Antes de acordar, lá no final da rua já tão lembrada, ela viu. Não estava fugindo. Estava buscando. E bem lá no fim, de braços abertos, com o sorriso maior que existe no mundo, com uma blusa preta com uma coroa dourada na frente, uma guitarra nas costas, cachos pretos penteados e um coração transbordando carinho, estava ele. Era ele quem a esperava. Era ele por quem ela ansiava nos passos fortes das suas corridas. Era pra ele que ela percorreu todo o percurso do medo, da fuga. Para se encontrar. Para o encontrar. Para chegar. E chegou. Destino final: o abraço eterno.


“Tenho um amor fresco e com gosto de chuva e raios e urgências. Tenho um amor que me veio pronto, assim, água que caiu de repente, nuvem que não passa. Me escorrem desejos pelo rosto pelo corpo. Um amor susto. Um amor raio trovão fazendo barulho. Me bagunça. E chove em mim todos os dias.” [ Caio Fernando Abreu ]
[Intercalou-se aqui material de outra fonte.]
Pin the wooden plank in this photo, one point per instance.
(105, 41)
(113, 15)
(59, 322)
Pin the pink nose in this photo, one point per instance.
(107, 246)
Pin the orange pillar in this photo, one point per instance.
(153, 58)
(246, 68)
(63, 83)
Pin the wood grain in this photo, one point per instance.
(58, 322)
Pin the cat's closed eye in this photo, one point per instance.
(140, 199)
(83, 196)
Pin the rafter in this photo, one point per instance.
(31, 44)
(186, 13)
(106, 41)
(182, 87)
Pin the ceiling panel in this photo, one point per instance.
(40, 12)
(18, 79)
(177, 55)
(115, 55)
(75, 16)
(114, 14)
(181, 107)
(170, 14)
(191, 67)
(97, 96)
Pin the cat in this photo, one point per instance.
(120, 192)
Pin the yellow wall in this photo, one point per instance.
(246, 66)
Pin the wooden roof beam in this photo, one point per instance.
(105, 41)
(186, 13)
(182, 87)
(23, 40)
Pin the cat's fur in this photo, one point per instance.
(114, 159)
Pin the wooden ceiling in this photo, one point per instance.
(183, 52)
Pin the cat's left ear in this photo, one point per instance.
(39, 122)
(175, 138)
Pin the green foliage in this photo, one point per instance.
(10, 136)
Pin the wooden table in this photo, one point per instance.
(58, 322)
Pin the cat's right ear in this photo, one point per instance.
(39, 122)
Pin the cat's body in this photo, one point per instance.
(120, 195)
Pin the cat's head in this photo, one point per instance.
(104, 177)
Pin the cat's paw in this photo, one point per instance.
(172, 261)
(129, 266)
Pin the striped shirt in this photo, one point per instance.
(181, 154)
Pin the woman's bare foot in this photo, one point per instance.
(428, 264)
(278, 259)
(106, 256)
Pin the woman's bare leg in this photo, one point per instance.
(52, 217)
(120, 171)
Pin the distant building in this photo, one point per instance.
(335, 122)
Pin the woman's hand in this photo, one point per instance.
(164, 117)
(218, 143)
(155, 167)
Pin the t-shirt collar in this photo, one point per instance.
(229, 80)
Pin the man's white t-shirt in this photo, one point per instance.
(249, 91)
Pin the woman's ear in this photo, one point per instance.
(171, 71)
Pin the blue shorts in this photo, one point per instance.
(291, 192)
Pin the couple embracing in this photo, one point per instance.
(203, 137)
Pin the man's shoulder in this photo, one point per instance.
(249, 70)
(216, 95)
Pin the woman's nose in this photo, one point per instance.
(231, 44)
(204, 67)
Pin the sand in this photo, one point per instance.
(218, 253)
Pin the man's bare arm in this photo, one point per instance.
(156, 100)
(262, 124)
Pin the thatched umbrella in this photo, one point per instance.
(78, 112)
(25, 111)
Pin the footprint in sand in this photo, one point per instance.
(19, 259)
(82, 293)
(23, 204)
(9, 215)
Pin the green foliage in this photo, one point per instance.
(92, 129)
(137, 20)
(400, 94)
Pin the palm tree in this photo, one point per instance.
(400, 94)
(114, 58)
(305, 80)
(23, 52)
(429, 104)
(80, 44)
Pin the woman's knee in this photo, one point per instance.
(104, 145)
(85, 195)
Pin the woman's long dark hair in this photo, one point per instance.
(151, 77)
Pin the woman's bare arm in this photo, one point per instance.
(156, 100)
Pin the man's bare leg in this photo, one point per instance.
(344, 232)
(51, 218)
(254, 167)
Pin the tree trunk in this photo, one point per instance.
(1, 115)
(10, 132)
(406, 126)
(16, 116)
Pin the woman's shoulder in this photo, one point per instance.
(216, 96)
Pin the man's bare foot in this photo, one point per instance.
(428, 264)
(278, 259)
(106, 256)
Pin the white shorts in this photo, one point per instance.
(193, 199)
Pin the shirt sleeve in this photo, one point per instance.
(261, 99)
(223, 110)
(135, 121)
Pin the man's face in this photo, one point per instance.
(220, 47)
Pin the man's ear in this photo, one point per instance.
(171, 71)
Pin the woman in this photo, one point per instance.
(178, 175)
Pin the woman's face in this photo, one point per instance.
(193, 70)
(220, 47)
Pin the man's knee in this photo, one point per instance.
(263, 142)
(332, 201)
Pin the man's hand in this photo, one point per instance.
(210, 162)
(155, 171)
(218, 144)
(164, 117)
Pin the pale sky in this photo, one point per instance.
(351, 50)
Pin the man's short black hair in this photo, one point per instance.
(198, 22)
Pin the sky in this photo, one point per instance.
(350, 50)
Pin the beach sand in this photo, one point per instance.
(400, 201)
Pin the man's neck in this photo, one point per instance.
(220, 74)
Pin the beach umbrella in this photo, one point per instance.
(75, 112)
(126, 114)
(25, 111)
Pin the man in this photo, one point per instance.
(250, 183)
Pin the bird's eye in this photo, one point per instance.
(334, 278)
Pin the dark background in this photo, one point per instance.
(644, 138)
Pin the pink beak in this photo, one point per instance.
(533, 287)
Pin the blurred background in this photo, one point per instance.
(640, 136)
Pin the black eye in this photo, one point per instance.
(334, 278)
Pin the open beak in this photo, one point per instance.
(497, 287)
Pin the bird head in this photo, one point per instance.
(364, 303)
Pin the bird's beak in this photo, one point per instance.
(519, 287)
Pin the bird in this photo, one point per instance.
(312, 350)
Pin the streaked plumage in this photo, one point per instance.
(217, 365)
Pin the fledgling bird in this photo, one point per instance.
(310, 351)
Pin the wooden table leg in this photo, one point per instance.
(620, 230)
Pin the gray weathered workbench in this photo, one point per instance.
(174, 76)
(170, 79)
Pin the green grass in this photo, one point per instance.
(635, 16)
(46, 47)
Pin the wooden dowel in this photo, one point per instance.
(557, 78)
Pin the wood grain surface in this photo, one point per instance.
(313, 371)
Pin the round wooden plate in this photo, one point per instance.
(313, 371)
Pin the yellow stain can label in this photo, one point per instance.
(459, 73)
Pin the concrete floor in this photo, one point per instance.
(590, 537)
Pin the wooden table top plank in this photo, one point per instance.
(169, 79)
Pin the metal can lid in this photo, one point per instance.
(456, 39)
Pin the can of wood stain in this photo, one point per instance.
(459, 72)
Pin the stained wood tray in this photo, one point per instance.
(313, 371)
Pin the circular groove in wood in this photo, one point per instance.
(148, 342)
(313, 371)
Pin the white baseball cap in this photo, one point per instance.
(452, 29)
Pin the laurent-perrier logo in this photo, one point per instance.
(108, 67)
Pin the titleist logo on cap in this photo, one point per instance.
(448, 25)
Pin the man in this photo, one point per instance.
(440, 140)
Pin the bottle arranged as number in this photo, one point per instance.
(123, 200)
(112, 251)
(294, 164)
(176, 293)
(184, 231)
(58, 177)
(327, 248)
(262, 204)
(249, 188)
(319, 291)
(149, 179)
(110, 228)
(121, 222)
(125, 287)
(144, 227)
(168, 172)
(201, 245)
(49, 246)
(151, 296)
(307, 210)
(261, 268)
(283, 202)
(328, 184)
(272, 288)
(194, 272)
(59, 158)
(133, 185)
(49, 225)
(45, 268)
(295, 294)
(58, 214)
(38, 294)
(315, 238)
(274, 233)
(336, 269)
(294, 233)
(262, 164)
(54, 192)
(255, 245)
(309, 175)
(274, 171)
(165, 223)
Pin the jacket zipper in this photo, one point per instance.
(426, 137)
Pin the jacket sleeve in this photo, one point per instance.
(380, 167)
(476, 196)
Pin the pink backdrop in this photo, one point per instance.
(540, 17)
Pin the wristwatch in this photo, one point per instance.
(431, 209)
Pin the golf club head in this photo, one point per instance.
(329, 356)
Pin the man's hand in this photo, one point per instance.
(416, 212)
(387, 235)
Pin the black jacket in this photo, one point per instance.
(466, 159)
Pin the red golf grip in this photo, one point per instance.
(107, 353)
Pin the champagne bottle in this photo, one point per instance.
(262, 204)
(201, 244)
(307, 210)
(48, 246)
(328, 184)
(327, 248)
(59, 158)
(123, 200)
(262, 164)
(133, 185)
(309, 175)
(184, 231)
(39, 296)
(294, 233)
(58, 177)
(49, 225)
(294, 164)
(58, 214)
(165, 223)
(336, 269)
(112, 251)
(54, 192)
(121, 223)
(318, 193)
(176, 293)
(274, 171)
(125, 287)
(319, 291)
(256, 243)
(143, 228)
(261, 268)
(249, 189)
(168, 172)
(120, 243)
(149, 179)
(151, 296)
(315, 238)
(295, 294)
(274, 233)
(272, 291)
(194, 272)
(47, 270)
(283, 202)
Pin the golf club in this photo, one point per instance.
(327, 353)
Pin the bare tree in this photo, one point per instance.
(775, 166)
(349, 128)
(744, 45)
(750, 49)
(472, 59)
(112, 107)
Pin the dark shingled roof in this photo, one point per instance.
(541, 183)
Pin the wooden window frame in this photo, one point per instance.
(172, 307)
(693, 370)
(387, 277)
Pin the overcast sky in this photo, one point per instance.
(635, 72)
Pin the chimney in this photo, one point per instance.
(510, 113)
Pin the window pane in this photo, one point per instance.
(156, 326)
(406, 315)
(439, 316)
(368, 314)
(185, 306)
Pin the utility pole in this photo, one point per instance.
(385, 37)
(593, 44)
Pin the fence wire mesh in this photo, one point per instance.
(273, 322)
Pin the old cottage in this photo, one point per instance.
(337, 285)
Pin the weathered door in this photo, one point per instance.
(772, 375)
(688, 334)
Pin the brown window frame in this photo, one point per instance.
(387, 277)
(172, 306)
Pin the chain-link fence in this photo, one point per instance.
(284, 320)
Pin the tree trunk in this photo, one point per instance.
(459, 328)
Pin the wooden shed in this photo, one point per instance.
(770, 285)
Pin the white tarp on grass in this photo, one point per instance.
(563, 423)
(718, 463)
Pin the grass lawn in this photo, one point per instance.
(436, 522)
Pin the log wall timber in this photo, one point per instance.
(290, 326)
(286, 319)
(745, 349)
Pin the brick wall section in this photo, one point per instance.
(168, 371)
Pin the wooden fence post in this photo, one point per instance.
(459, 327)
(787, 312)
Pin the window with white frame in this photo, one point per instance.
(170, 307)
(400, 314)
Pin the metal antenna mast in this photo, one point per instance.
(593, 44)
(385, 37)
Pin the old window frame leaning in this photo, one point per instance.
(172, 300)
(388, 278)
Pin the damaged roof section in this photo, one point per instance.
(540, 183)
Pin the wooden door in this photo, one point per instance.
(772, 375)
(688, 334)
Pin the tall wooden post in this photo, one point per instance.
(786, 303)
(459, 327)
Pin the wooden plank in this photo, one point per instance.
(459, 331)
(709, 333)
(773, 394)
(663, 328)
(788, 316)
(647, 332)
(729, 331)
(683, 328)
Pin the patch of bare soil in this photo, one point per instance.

1 Responses to Sonhos despenteados

  1. Anônimo Says:

    do outro lado da rua o calor e o cheiro óleo diesel castigavam. havia mais que a espera, havia a ansia. vontade desmedida daquele short xadrez, da madrugada de choro cumplice e redentor. havia alí naquele olhar, margiado de sorriso, a espera de um abraço, de um calor corpóreo nas tardes intermináveis debaixo da água do banho. havia a vontade do silêncio forçado das noites segredosas.
    o cheiro do mar lhe impressionava toda a vez que ela pisava ali, muito longe da praia. a cor do sol, do mel, da rede balançando em tardes preguiçosas lá de longe. eram feitos um para o outro. o mar e o céu. totalmente distintos, por natureza. mas onde um terminava, o outro vinha azul brilhante clareado em raios de sol.